A Madagascar, les raids des dahalos, ces voleurs de zébus, sont devenus le symbole de l’insécurité en zone rurale. Depuis plusieurs dizaines d’années, le vol de bovidés est passé de « tradition culturelle » à « grand banditisme », et ce au profit d’une mafia bien organisée, capable de déstabiliser l’Etat et d’échapper au contrôle des forces de l’ordre. En 2018, malgré une opération militaire de grande ampleur, les dahalos ont réussi à dérober plus de 155000 têtes de bétail. C’est 67% de plus qu’en 2017. Autre changement: la violence des attaques. Pour la première fois, une étude commandée par l’UNFPA, le fonds des Nations unies pour la population, montre l’étendue des violences commises sur les femmes et les fillettes par ces voleurs de bétail. De quoi donner du grain à moudre au futur président de la République. Les deux candidats en lice à l’élection disent vouloir faire de la lutte contre l’insécurité l’une de leurs priorités.

« Les hommes sont les premières personnes à être dans la ligne de mire des dahalos. Mais les femmes sont les victimes invisibles de ces raids, et sont touchées de façon incroyable. Et ça, jusqu’à présent, on l’avait complètement sous-estimé.»

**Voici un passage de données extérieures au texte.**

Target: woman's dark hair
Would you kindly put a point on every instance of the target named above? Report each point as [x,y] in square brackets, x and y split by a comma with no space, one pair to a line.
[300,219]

Le constat de l’étude réalisée en brousse sur les sévices à l’égard des femmes commis par les dahalos est sans appel. Violences psychologiques (causées par la terreur d’avoir servie de bouclier humain pour obliger les maris propriétaires de zébus à céder leur bétail, ou par la fuite et la vie cachée en forêt pour échapper aux dahalos, traumatisme dû au décès du mari ou des fils), violences économiques (vol de zébus, pillage des maisons), mais aussi violences physiques comme des viols lors des prises d’otage.

«Aujourd’hui la prise en charge des femmes victimes de ces violences, c’est le néant total, témoigne Noro Ravaozanany, experte sur les questions de genre au sein de Focus Development, l’agence de recherche qui a réalisé l’étude. Nous incitons le futur président de la République à mettre en place des structures spécialisées – des refuges, des centres de santé équipés -, qui puissent les prendre en charge, pour leur soutien psychologique, et même pour leur retour dans leur foyer. Ce sont des femmes qui sont complètement désorientées. Il faudrait également élaborer des mesures drastiques en partenariat avec les tribunaux pour leur garantir un accès à la justice.»

Un fléau pris au sérieux par les représentants des forces de l’ordre présentes au compte-rendu de l’étude. Le général de division Richard Rakotonirina, secrétaire permanent à la défense et à la sécurité nationale, rappelle que depuis 2014, l’Etat est engagé dans une large réforme du secteur de la sécurité: « Donc dans le cadre de cette réforme, il faut que la prochaine personne à la tête de l’Etat continue à améliorer la sécurité de proximité. Remettre l’humain au cœur des préoccupations en matière de sécurité. On estime qu’il est nécessaire que les forces de l’ordre soient mieux formées pour qu’elles se placent au service uniquement du citoyen, et non au-dessus de la loi, ou au-dessus de la population.